The Westminster CHWWs see themselves as the glue between services and people in the community, and they are providing crucial insights that can help us design and deliver services that better meet local needs. Insights gathered in the first year of operation include: fewer people are accessing either primary care or A&E than expected; of those who do manage to access one of the services, the experience is often less successful or impactful than we hoped; and there is a lot of need that people themselves do not recognise even if it’s plainly evident to a CHWW. In addition, people who we would expect to be able to organise help for themselves are not able to, and, perhaps unsurprisingly, people are not ready to talk about prevention services when they are struggling with housing or paying the bills.
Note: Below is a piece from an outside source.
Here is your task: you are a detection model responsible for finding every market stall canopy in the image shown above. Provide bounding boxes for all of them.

Just as in Brazil, the outcomes speak for themselves: households visited by a CHWW were 47 per cent more likely to get immunised and 82 per cent more likely to have an NHS health check or cancer screening, compared to those households who had not yet received a visit.[1] This is what changing the front door – investing in people not process – looks like in a population we have traditionally badged as ‘hard to reach’.
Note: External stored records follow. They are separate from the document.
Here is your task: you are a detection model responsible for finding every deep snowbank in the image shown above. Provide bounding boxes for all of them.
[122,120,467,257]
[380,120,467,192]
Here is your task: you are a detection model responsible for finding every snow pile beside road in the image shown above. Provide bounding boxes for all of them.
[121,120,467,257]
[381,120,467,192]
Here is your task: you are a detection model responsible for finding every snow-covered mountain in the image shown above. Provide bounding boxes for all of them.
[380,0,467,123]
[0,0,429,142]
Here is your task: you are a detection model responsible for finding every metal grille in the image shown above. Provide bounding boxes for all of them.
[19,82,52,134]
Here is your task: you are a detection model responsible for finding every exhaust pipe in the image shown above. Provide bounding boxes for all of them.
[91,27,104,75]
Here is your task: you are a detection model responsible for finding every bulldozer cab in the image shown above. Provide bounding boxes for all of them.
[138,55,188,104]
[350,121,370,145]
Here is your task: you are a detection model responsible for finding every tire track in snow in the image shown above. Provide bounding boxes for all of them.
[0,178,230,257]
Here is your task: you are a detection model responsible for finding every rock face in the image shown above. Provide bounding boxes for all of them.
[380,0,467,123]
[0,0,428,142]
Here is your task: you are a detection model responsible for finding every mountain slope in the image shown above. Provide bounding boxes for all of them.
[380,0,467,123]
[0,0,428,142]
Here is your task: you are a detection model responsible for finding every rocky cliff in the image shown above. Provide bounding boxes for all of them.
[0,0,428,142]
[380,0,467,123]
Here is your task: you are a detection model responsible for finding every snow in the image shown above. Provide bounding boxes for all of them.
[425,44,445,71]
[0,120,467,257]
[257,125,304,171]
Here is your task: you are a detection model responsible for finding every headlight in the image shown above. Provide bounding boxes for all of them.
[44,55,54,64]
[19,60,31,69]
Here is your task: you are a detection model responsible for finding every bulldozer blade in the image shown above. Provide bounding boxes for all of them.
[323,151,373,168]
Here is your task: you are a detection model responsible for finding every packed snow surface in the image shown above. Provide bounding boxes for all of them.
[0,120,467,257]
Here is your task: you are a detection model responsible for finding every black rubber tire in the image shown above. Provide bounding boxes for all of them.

Imagine if, when the pandemic hit, GP practices had this depth of local information at their fingertips. Imagine if they could have deployed their CHWW team to support those who were vulnerable, who had high-risk conditions, or who were pregnant or with newborns. Those community-embedded CHWWs could have organised support, mobilised residents to have the vaccine and ensured they could access it. Those early months would have looked radically different, the impact of Covid on health inequalities less devastating.
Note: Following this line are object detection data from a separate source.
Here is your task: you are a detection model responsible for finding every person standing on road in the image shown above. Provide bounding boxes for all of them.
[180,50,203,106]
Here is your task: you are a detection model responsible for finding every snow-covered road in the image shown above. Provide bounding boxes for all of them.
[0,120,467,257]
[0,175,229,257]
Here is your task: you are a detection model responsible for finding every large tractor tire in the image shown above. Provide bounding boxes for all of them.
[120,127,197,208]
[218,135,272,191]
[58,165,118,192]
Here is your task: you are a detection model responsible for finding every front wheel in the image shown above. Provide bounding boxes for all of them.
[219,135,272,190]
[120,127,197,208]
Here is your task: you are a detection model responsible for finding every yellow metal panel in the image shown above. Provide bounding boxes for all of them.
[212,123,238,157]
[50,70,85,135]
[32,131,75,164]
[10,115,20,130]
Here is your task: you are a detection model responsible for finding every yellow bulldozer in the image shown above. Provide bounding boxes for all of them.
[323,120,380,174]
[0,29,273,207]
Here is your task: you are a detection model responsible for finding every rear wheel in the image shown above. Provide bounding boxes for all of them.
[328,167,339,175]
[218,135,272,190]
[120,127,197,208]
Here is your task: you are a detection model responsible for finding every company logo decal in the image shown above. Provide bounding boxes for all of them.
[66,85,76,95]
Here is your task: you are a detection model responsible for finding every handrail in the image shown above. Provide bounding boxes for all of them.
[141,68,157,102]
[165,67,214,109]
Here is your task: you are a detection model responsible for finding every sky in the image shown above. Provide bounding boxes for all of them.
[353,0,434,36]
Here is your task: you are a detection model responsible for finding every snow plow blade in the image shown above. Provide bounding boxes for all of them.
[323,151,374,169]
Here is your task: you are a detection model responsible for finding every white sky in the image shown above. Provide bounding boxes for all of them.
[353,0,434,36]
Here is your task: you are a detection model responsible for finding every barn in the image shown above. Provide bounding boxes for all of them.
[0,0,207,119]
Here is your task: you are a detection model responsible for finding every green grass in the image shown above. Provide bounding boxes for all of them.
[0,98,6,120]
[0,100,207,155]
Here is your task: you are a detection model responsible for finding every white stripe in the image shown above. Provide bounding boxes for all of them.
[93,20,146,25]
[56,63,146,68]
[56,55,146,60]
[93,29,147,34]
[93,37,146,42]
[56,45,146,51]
But is it realistic? If every household in England had a CHWW, we would need to find just over £2 billion a year. But if we focus only on the 20 per cent most deprived primary care networks, where need is greatest, that figure shrinks to just £300 million.
That’s money invested in people in their community, training them and helping them train others. And we already make money available for non-medical roles in Primary Care, who would all be more effective with CHWW amongst them, acting as the glue. This approach could play a fundamental role in delivering NHS England’s health inequalities initiative Core20Plus5 – bottom-up, not top-down; community-driven and people-centric; taking services to the people rather than expecting the people to come to the service.
When the majority of disease burden is now thought to be lifestyle related, investing in behaviour and systems change makes sense. And one of the most powerful tools for behaviour change is social contagion, or leveraging the power of trusted relationships. Achieving that means empowering communities themselves – it means changing the front door.
[1] Measuring the impact of the Community Health and Wellbeing Worker initiative in Westminster on immunisation, screening, NHS Health Check uptake, and GP consultation rates. Report for Westminster City Council. October 2022, Imperial College London.